4. Business wargaming is a powerful horizon scanning tool
Business wargaming has a critical role to play in helping organisations plan for the future and explore what might affect them and how to be better prepared for the unexpected. It does not provide a crystal-ball; it does not predict the future; but it does consider possible future impacts on your organisation to support more robust decision-making and planning, which foresight or scenario planning cannot achieve on its own.
One business wargaming approach is known as “back from the future”, where participants identify possible futures and then create an action plan to achieve what they want – and avoid what they do not – in those futures. Companies have used this to consider big planning challenges like their sustainability and climate change plans, joint ventures or mergers and acquisitions, digitalisation impacts or the future of work in a COVID-19 new normal.
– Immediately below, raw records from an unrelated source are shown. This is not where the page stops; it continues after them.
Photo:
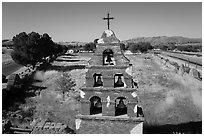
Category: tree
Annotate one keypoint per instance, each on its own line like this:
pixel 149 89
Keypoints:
pixel 90 46
pixel 96 41
pixel 65 84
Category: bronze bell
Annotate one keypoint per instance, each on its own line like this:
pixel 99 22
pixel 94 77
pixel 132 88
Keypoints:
pixel 98 104
pixel 109 58
pixel 99 82
pixel 119 83
pixel 121 104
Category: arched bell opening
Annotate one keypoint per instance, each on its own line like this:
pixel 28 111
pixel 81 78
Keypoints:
pixel 120 106
pixel 119 80
pixel 108 58
pixel 98 81
pixel 95 105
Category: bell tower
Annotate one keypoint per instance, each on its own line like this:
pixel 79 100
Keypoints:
pixel 109 101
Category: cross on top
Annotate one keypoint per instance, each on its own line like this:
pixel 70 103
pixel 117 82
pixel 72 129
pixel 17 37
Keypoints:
pixel 108 18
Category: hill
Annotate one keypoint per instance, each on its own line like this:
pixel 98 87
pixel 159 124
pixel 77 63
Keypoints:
pixel 164 40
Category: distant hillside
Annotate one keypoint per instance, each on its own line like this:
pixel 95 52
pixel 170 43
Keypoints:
pixel 164 40
pixel 74 43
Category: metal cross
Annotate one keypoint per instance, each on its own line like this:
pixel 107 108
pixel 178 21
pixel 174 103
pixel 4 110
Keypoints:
pixel 108 18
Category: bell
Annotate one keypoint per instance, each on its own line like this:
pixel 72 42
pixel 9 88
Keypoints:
pixel 109 59
pixel 121 104
pixel 99 82
pixel 98 104
pixel 119 83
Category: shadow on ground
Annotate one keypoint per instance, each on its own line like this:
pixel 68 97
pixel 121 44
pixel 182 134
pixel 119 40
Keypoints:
pixel 65 68
pixel 186 128
pixel 71 60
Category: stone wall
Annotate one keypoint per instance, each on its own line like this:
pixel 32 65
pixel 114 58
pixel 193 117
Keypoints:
pixel 105 125
pixel 44 127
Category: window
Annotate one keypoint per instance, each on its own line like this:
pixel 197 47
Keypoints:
pixel 108 57
pixel 95 105
pixel 119 80
pixel 98 81
pixel 120 106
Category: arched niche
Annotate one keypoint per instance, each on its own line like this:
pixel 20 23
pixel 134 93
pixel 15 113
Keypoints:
pixel 120 106
pixel 119 80
pixel 108 58
pixel 98 80
pixel 95 105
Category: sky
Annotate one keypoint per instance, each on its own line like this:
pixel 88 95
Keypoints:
pixel 82 21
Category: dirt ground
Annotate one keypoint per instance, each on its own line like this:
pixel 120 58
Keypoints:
pixel 166 97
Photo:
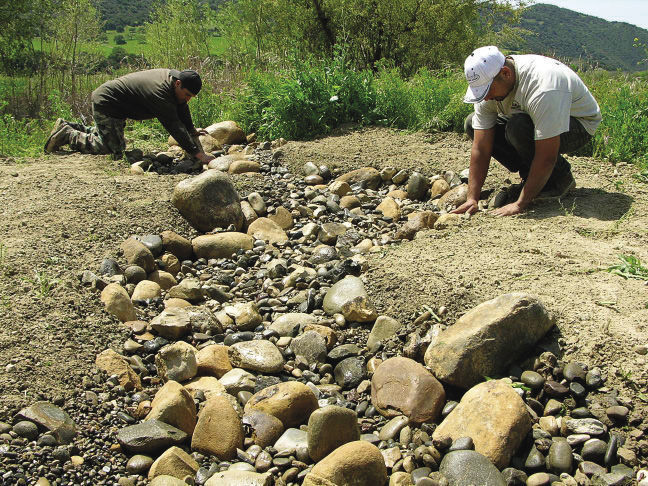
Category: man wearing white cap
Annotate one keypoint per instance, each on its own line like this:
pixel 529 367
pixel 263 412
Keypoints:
pixel 529 109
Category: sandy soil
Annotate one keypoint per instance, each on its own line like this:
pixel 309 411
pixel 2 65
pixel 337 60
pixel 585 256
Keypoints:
pixel 60 215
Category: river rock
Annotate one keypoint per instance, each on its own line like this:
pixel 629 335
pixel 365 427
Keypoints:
pixel 226 133
pixel 149 437
pixel 177 245
pixel 267 230
pixel 221 245
pixel 257 355
pixel 485 340
pixel 245 315
pixel 357 463
pixel 51 418
pixel 118 303
pixel 290 324
pixel 266 428
pixel 239 478
pixel 417 186
pixel 115 364
pixel 349 298
pixel 291 402
pixel 384 328
pixel 136 253
pixel 174 405
pixel 401 386
pixel 213 360
pixel 173 323
pixel 366 177
pixel 494 416
pixel 208 201
pixel 219 430
pixel 176 362
pixel 470 467
pixel 329 428
pixel 454 197
pixel 174 462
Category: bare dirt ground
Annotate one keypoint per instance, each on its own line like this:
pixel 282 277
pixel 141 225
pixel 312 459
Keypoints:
pixel 60 215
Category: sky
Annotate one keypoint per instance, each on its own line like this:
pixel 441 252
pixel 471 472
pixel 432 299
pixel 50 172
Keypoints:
pixel 631 11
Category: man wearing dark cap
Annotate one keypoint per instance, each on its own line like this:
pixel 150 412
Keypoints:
pixel 528 111
pixel 156 93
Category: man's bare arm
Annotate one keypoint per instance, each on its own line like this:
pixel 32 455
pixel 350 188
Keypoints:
pixel 546 154
pixel 480 155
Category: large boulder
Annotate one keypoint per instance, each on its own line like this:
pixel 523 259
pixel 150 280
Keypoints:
pixel 357 463
pixel 226 133
pixel 208 201
pixel 487 339
pixel 494 416
pixel 401 386
pixel 290 401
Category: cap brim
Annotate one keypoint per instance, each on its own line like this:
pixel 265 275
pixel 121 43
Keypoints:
pixel 477 94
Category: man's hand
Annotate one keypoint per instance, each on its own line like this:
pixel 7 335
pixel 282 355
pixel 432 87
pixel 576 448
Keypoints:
pixel 510 209
pixel 470 207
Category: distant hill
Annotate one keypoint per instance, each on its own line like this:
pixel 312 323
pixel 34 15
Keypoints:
pixel 566 34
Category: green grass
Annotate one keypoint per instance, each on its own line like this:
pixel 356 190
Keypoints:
pixel 630 267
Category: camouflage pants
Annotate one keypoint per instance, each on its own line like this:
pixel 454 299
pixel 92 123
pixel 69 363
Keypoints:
pixel 105 137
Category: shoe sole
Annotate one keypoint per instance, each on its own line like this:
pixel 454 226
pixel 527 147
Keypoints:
pixel 60 123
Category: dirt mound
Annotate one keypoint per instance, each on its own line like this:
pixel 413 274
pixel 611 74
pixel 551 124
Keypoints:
pixel 62 214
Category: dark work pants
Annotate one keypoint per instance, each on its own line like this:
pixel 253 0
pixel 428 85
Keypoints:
pixel 514 145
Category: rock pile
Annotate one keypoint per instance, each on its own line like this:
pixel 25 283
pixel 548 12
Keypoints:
pixel 256 357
This kind of horizon scanning can be used to explore a combination of very disruptive futures: the “perfect storm” future event. This “perfect storm” scenario combines two or three future challenges at the same time: for example, an ongoing acute pandemic scenario, the effects of Brexit “Swiss-style” deal implementation and a massive organisational transformation.
Business wargaming can deal with real organisational survival questions, or at the very least, major decisions. By having a realistic, future-orientated experience in a safe place, companies can build a well-rehearsed and stronger team and a robust hardened plan. This provides a way to revolutionise the classic approaches of decision-making and planning.